Para Francisco de Assis, Natal não era somente a ocasião para chorar a pobreza
de Cristo; era também a festa que tinha o poder de fazer explodir toda a
capacidade de alegria que estava no seu coração, e era muito grande. No Natal
ele fazia literalmente loucuras.
“Queria que nesse dia os pobres e os mendigos fossem saciados pelos ricos, e que os bois e os burros recebessem uma ração de comida e de feno mais abundante que o normal. ‘Se pudesse falar ao imperador - dizia - suplicaria a ele que emitisse um decreto geral, pelo qual todos aqueles que têm possibilidade espalhem pelas ruas trigo e grãos, para que em um dia de tanta solenidade até os pássaros, especialmente as irmãs cotovias, tenham em abundância’” [12].

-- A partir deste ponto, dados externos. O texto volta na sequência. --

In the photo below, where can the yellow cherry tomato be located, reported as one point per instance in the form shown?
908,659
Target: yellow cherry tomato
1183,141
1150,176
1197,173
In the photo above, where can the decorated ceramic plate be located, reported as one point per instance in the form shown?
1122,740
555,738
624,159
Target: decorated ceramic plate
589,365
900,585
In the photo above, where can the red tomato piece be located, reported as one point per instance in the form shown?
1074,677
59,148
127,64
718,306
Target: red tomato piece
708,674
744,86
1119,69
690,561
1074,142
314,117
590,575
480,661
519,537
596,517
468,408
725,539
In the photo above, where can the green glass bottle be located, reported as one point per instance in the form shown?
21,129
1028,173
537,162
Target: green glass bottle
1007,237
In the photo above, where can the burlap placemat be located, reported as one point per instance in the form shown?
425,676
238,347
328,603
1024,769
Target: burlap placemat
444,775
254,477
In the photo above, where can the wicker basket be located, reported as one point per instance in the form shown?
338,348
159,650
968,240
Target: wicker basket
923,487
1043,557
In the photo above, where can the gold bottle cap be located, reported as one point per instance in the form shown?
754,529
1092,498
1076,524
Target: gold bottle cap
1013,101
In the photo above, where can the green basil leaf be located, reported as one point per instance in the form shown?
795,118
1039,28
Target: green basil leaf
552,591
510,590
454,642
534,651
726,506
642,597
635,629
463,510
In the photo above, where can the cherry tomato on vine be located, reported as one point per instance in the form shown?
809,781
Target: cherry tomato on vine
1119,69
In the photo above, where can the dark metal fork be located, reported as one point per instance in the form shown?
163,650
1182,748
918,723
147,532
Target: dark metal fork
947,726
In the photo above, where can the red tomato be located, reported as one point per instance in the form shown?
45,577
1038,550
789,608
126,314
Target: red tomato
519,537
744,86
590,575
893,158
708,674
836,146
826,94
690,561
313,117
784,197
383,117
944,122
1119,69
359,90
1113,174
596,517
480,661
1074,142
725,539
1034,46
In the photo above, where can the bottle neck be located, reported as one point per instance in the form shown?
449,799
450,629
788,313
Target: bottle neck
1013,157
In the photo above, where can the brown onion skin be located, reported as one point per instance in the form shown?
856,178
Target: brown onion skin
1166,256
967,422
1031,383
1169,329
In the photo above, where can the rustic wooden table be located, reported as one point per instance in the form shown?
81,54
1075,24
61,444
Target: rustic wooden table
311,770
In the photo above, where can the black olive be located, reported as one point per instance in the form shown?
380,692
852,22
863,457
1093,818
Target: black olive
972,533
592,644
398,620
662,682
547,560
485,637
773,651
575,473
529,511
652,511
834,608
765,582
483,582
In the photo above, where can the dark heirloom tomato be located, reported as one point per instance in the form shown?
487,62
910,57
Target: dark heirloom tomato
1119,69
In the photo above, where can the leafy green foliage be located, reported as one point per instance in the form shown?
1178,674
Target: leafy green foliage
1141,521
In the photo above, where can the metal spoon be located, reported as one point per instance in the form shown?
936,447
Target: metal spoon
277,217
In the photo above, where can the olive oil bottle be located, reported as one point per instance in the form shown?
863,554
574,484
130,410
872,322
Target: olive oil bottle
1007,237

Transformava-se como que em
uma dessas crianças que estavam com os olhos cheios de admiração diante do
presépio. Durante a celebração do Natal em Greccio, narra o biógrafo, quando
pronunciava o nome “Belém” enchia a boca de voz e de muito afeto, produzindo um
som parecido ao balido das ovelhas. E cada vez que dizia: “Menino de Belém” ou “Jesus”,
passava a língua sobre os lábios, como para saborear e reter toda a doçura
daquelas palavras.
Há uma canção de Natal que
expressa perfeitamente os sentimentos de São Francisco diante do presépio e
isso não surpreende se pensarmos que foi escrita, letra e música, por um santo
como ele, Santo Afonso Maria de Ligório. Escutando-a no tempo do Natal,
deixemo-nos comover pela sua mensagem simples, mas essencial:
Tu desces das estrelas, ó Rei do céu,
e vens em uma gruta no frio e no gelo…
A ti que sois do mundo o Criador,
faltam vestes e fogo, ó meu Senhor.
Caro bebezinho eleito, toda esta pobreza
ainda mais me apaixona, pois te fizeste pobre por amor [13].
Santo Padre, Veneráveis
Padres, irmãos e irmãs, Feliz Natal!
Notas:
[1] Tomás de Celano, Vita Prima, 84-86 (Fontes
Franciscanas [FF] 468-470)
[2] ibid., 30 (FF 467).
[3] idem, Vita Secunda, 200 (FF 788).
[4] Henry Thode, Franz von Assisi und die Anfänge
der Kunst des Renaissance in Italien, Berlin, 1885.
[5] Jean Guitton, citado por R. Gil, Presencia de los pobres en el Concilio,
in: Proyección 48, 1966, p. 30.
[6] São Leão Magno, Discurso sobre a Ascensão 2, 2 (PL 54, 398).
[7] cf. Acta Apostolicae Sedis
54, 1962, p. 682.
[8] cf. Il Gesú di Paolo VI,
organizado por V. Levi, Milano, 1985, p. 61.
[9] P. Damien Vorreux, Saint François d’Assise, Documents,
Paris, 1968, p. 36.
[10] V. Mancuso, in: La Repubblica, 04
de outubro de 2013.
[11] Paulo VI, Exortação Apostólica Evangelica
testificatio, 18.
[12] Tomás de Celano, Vita Secunda, 200 (FF 787-788).
[13] “Tu scendi dalle
stelle o Re del cielo, / e vieni in una grotta al freddo e al gelo... / A te
che sei del mondo il Creatore, / mancano i panni e il fuoco, o mio Signore. / Caro
eletto pargoletto, quanta questa povertà / più mi innamora, giacché ti fece
amor povero ancora”.
Fonte: Zenit (Acesso em dezembro de 2013).